The upshot? I know this was a long one, but I’m glad I did this keep dive into this amniotic knee osteoarthritis study. Prior to spending hours looking at these manuscripts, I would have counted myself a fan of ReNu. I still may be a fan, but not based on this published data. The company does have a phase III FDA pivotal trial that began in January of this year. So I’ll wait to see if Organogenesis publishes something else on the effects of amniotic tissue on knee arthritis.
(1) Farr J, Gomoll AH, Yanke AB, Strauss EJ, Mowry KC; ASA Study Group. A Randomized Controlled Single-Blind Study Demonstrating Superiority of Amniotic Suspension Allograft Injection Over Hyaluronic Acid and Saline Control for Modification of Knee Osteoarthritis Symptoms. J Knee Surg. 2019 Nov;32(11):1143-1154. doi: 10.1055/s-0039-1696672. Epub 2019 Sep 18. Erratum in: J Knee Surg. 2019 Nov;32(11):e2. PMID: 31533151.

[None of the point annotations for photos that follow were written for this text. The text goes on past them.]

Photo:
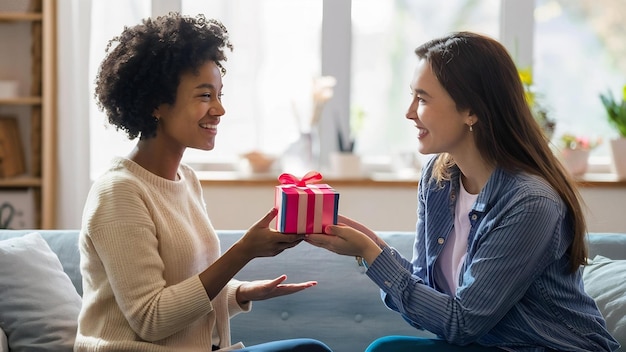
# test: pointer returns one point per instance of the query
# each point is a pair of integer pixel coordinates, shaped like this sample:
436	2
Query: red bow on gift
309	177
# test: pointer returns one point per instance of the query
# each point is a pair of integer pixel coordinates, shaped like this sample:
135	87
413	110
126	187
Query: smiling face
191	122
441	127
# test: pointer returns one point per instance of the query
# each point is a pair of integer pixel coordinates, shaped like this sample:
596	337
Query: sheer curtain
73	182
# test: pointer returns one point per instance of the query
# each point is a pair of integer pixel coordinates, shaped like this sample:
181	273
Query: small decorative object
11	152
17	209
540	113
345	164
9	89
616	114
259	162
575	152
304	206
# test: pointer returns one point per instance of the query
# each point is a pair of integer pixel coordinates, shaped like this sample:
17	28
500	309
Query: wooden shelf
36	27
20	182
22	101
20	16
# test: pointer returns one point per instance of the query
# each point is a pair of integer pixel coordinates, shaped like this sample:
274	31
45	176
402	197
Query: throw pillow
39	306
605	281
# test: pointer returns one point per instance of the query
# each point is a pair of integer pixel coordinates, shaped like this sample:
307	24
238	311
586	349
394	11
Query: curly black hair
143	66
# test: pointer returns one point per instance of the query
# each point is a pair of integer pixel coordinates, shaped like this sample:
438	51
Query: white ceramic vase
345	164
618	154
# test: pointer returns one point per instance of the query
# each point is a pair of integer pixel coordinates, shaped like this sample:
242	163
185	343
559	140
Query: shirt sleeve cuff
387	272
234	307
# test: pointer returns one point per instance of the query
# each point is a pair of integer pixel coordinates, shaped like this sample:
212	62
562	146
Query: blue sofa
344	309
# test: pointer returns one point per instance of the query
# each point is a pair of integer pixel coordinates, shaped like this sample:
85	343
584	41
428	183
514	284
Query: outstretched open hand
259	290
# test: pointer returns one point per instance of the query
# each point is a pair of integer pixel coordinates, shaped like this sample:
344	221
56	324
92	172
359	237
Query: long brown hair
480	75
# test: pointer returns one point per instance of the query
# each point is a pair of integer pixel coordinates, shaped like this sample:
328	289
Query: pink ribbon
309	177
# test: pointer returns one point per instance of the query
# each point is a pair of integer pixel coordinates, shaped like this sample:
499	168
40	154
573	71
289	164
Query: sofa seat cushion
605	281
39	306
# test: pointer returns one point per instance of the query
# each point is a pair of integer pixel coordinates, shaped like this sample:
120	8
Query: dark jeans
414	344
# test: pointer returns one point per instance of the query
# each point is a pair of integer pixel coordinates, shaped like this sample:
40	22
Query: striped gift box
304	207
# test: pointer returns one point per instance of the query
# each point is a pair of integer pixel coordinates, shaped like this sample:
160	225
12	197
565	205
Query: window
278	51
578	54
385	35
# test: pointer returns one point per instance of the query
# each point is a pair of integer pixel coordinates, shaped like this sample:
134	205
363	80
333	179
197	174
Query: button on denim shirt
515	290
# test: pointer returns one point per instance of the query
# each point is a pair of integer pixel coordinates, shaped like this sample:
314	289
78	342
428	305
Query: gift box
303	205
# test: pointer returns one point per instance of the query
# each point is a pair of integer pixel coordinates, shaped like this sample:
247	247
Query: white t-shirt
450	261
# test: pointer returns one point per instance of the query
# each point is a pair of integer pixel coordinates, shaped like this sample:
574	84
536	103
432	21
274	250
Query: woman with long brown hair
500	232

(2) Joshi Jubert N, Rodríguez L, Reverté-Vinaixa MM, Navarro A. Platelet-Rich Plasma Injections for Advanced Knee Osteoarthritis: A Prospective, Randomized, Double-Blinded Clinical Trial. Orthop J Sports Med. 2017;5(2):2325967116689386. Published 2017 Feb 13. doi:10.1177/2325967116689386
(3) Gomoll AH, Farr J, Cole BJ, Flanigan DC, Lattermann C, Mandelbaum BR, Strickland SM, Zaslav KR, Kimmerling KA, Mowry KC. Safety and Efficacy of an Amniotic Suspension Allograft Injection Over 12 Months in a Single-Blinded, Randomized Controlled Trial for Symptomatic Osteoarthritis of the Knee. Arthroscopy. 2021 Jul;37(7):2246-2257. doi: 10.1016/j.arthro.2021.02.044. Epub 2021 Mar 12. PMID: 33716121.